# Rondo from Haffner Serenade K. 250 by Mozart



## KevinW (Nov 21, 2021)

Hello People,

I am recently fascinated by this short but great encore by my favorite composer. I am looking for recommendations for your preferred recordings. I know this piece is not like Bruckner or Beethoven cycle--it's just a short but enjoyable little encore, but I think people still have preference between a huge load of recordings. Also, if you know where can I find the Kreisler arrangement online, please leave a link below, as I want to perform this piece on a solo concert for fun.

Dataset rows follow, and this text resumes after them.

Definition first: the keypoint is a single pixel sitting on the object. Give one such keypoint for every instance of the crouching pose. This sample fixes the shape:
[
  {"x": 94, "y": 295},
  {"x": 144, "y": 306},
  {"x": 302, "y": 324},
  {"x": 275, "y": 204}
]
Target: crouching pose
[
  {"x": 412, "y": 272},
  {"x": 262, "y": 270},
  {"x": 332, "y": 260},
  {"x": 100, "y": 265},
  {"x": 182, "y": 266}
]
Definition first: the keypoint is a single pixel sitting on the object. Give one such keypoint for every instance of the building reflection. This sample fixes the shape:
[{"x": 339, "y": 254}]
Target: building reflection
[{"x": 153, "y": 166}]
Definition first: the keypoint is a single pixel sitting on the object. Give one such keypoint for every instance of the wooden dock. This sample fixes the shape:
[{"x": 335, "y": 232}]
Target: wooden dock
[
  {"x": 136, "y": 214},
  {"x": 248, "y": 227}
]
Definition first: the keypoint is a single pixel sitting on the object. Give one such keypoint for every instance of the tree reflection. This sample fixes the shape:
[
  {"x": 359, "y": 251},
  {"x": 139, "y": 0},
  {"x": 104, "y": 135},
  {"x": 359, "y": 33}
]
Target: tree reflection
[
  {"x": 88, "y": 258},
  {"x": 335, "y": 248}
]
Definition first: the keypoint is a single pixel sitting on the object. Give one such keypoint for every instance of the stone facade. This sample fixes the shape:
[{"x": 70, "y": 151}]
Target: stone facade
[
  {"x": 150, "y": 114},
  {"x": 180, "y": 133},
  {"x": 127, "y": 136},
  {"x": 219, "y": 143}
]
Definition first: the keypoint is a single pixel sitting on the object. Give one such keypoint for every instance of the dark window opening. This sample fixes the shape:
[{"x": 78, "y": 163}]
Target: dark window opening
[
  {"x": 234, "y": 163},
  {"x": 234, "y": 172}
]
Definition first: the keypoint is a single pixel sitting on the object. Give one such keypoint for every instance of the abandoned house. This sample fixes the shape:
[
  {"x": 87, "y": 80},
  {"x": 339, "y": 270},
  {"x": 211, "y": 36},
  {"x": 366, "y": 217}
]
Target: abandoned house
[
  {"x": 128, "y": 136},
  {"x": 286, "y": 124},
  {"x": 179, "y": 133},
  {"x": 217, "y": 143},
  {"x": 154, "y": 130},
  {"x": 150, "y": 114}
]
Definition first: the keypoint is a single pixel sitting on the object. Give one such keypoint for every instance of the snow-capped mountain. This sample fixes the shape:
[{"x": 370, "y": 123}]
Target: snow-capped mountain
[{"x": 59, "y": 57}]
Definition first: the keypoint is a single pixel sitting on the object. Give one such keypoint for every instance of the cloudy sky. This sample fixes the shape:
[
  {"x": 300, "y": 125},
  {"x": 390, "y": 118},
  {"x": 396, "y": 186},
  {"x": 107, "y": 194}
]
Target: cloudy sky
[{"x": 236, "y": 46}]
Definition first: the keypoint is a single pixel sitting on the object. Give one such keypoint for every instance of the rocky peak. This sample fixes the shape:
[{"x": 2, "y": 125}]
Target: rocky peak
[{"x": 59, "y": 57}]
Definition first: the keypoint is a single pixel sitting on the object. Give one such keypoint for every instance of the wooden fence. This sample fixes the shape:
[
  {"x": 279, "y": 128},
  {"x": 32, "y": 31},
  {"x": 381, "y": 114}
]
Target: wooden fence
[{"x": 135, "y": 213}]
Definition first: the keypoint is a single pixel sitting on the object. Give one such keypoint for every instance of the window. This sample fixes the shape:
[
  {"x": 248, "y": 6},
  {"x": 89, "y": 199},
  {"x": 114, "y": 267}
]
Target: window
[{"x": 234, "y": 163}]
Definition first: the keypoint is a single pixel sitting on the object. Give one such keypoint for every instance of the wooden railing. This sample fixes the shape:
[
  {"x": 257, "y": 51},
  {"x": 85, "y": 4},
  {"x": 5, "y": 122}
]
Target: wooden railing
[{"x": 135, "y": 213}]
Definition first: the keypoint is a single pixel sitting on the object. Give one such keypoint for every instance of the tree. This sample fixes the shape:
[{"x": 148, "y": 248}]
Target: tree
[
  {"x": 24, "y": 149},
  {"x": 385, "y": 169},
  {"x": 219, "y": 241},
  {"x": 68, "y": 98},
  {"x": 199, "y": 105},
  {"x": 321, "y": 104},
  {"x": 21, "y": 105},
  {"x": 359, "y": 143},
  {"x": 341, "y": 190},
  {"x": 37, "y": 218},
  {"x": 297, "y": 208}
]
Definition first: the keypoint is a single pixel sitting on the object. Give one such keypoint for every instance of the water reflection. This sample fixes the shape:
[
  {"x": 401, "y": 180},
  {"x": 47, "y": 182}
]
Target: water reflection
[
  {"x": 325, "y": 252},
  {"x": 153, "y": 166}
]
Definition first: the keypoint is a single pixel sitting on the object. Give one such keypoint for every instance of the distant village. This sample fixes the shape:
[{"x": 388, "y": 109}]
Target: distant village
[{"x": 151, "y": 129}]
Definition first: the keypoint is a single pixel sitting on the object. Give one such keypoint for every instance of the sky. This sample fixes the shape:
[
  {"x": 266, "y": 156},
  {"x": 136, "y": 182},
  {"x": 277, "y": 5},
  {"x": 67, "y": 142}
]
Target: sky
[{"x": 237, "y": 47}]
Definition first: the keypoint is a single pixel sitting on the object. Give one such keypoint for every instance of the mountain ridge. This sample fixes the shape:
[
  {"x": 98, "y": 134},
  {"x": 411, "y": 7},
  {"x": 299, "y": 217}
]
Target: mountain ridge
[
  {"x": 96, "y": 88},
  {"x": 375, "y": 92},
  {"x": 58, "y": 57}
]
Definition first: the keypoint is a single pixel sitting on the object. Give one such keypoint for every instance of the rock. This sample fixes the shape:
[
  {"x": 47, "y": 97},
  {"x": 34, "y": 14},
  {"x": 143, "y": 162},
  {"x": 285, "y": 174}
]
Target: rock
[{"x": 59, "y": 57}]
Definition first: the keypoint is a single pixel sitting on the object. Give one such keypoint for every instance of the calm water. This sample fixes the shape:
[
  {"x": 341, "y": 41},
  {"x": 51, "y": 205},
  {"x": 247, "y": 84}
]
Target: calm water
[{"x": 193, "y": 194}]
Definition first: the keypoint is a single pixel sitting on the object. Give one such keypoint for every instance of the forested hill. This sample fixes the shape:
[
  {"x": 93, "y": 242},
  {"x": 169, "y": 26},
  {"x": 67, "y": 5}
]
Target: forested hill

This is my favorite recording so far. Grumiaux's technique is superior, and he sings with his violin while playing Mozart, as always.





Enjoy the music!
Kevin


----------



## larold (Jul 20, 2017)

This is the rondo or central allegro from Mozart's "Haffner" serenade -- music he wrote to celebrate Haffner's daughter's 1776 wedding that is essentially a joyous piece of fluff with a violin concerto enclosed in its 8 movements. This is one of my favorite Mozart works. The original is written for chamber orchestra and violin soloist, not a duo like here. I would call this performance bland -- prissy and unimginative. There is so much more than can be done with just the round than these two do. I like beefier Mozart. My favorite recording of this is by Lucy van Dael, Franz Bruggen and the Orchestra of the 18th Century on a Philips recording. You can hear the whole thing on YouTube though it is played period style a half-step lower than this one. It is about 50 minutes duration. https://www.youtube.com/results?search_query=mozart+haffner+serenade+bruggen


----------



## KevinW (Nov 21, 2021)

larold said:


> This is the rondo or central allegro from Mozart's "Haffner" serenade -- music he wrote to celebrate Haffner's daughter's 1776 wedding that is essentially a joyous piece of fluff with a violin concerto enclosed in its 8 movements. This is one of my favorite Mozart works. The original is written for chamber orchestra and violin soloist, not a duo like here. I would call this performance bland -- prissy and unimginative. There is so much more than can be done with just the round than these two do. I like beefier Mozart. My favorite recording of this is by Lucy van Dael, Franz Bruggen and the Orchestra of the 18th Century on a Philips recording. You can hear the whole thing on YouTube though it is played period style a half-step lower than this one. It is about 50 minutes duration. https://www.youtube.com/results?search_query=mozart+haffner+serenade+bruggen


I've listened to the recording recommended by you. It was a nice recording with a beautiful Baroque arrangement. Also, what about this recording? (Rondo starts at 20:15)


----------



## larold (Jul 20, 2017)

I generally like Davis though not particularly here. This bears his trademark literalism but the orchestra doesn't seem challenged in any way to play repeats differently from the first time through meaning Davis didn't ask them to. This can be death in Mozart since his works are full of repeats. The Gran Partita, for example, has about 35 in the score, While this performance doesn't "die" some of the repeats become tiresome. There is a thickness to the orchestral sound I don't like that makes it a more romantic conception. Note how the horns in the trio tend to dominate the sound world rather than fit in with the other instruments. The violinist is good, I think, though I didn't care for the cadenza s/he added and thought maybe s/he pushed tempo a bit compared to the overall pace and texture Davis seems to want to create.. In addition the sound is a tad foggy and congested. I'm sure I'd like this as a one off in concert but not so much for home listening. For me this has too many things I wouldn't enjoy to hear it repeatedly. I also think it lacks energy and classical line compared to Bruggen. My guess is Davis would have done this differently earlier in his career when he was more inclined to classicism and projection.


----------